The Etrich Taube (“dove” in German) series of designs have probably been the ultimate expression of bio-inspiration to aircraft design. In fact, except for the omission of flapping wings, the Taube designs are essentially bio-mimetic, i.e. directly mimicking a biological system (Figure 1.3). The Etrich Luft-Limousine / VII was somewhat unique for an airplane of its time since it employed multi-material construction. This consisted of an aluminum sheet covering from the nose to just behind the wings, with wood used everywhere else. The fuselage structure used wooden rings and channel-section longitudinal members and the windows were celluloid and wire gauze. The initial Taube designs were created by Igo Etrich in Austria in 1909. The original inspiration for the unique wing planform on Taube designs was not a bird wing, but the Zanonia macrocarpa seed, which falls from trees in a slow spin induced by a single wing. This was not successful, yet the influence of birds on later adaptations of this wing design can clearly be seen (Figure 1.4). Like the Wright designs, the Taube designs employed wing and horizontal tail warping via wires and external posts, although the vertical tail surfaces were hinged. Despite contemporary aircraft designs which featured vertical tails of a size and proportion that would be recognizable in modern designs, the Taube designs mimicked birds so much that the dorsal and ventral fins comprising the vertical tail surfaces were very small. Ultimately, the very small vertical tail surfaces became a distinguishing characteristic of the Taube designs.
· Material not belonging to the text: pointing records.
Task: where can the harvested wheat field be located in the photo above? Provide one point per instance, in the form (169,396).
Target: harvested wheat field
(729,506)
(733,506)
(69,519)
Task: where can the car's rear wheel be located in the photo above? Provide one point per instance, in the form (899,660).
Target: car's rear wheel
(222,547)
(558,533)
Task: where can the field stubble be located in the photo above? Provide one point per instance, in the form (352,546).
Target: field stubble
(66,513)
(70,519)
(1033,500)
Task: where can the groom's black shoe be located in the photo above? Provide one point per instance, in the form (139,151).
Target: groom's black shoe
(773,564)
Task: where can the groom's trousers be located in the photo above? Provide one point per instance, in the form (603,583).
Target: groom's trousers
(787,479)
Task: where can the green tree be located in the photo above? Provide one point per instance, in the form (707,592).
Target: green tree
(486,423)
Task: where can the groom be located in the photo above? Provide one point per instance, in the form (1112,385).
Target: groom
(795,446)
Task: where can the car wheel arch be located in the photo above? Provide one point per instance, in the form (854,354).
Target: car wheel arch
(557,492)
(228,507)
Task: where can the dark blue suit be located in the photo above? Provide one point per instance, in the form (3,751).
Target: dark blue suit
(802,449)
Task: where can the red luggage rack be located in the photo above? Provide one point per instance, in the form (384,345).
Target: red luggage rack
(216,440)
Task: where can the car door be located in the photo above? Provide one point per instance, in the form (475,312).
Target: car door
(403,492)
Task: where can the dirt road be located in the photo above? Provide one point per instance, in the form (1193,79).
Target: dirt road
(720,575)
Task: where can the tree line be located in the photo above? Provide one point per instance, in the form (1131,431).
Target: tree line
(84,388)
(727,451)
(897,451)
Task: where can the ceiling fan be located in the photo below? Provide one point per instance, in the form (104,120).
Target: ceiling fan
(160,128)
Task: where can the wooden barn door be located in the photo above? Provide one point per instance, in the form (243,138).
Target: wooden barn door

The Wright and Taube designs demonstrated that warping controls can be effective on aircraft with thin and flexible wings. But the invention of the now conventional hinged controls, such as ailerons and rudders, was essential for later aircraft with more rigid structures and metallic materials. Thus the problem of materials and structures has been a central consideration to morphing aircraft from the outset. By the onset of the First World War in 1914 and in the years afterward, virtually all high performance aircraft used conventional hinged control surfaces instead of warping. With the advent of aircraft with relatively rigid metallic structures in the 1930s, the path to morphing clearly lay in changing the geometry of the aircraft via complex arrangements of conventional hinges, pivots, and rails rather than warping.
1.3 The Middle Years: Variable Geometry
During the inter-war years in France, Ivan Makhonine conceived the idea of a telescoping wing aircraft. The aim was to improve cruise performance by reducing the induced drag, or the drag due to the creation of lift. This was to be accomplished by reducing span loading which is the ratio of aircraft weight to wing span. As shown in Figure 1.5, the mechanism works like a stiletto knife, except that the wing can also be retracted automatically since it was pneumatically powered with a standby manual system. The fixed landing gear MAK-10 was first flown in 1931, followed by the retractable landing gear MAK-101 in 1933. The MAK-101 was flown many times over the next several years until it was destroyed in its hangar during a USAAF bombing raid late in the Second World War. Makhonine continued his research into the telescoping wing concept post-war, culminating in the last aircraft in the series, the MAK-123 which first flew in 1947. The MAK-123 was a four-seat passenger aircraft that flew well and was reported to have adequate handling qualities, but was damaged in a forced landing and never flew again.
British aircraft designer Sir Barnes Neville Wallis, well known as the inventor of the geodesic structural design concept used in the Vickers Wellington medium bomber, also investigated novel variable geometry configurations. Although he did not invent the swing-wing concept, Wallis devoted much effort to making what he called the “wing-controlled aerodyne” practical as a means of achieving supersonic flight. His two main goals were to use variable geometry as a solution to handling the center of gravity changes duri...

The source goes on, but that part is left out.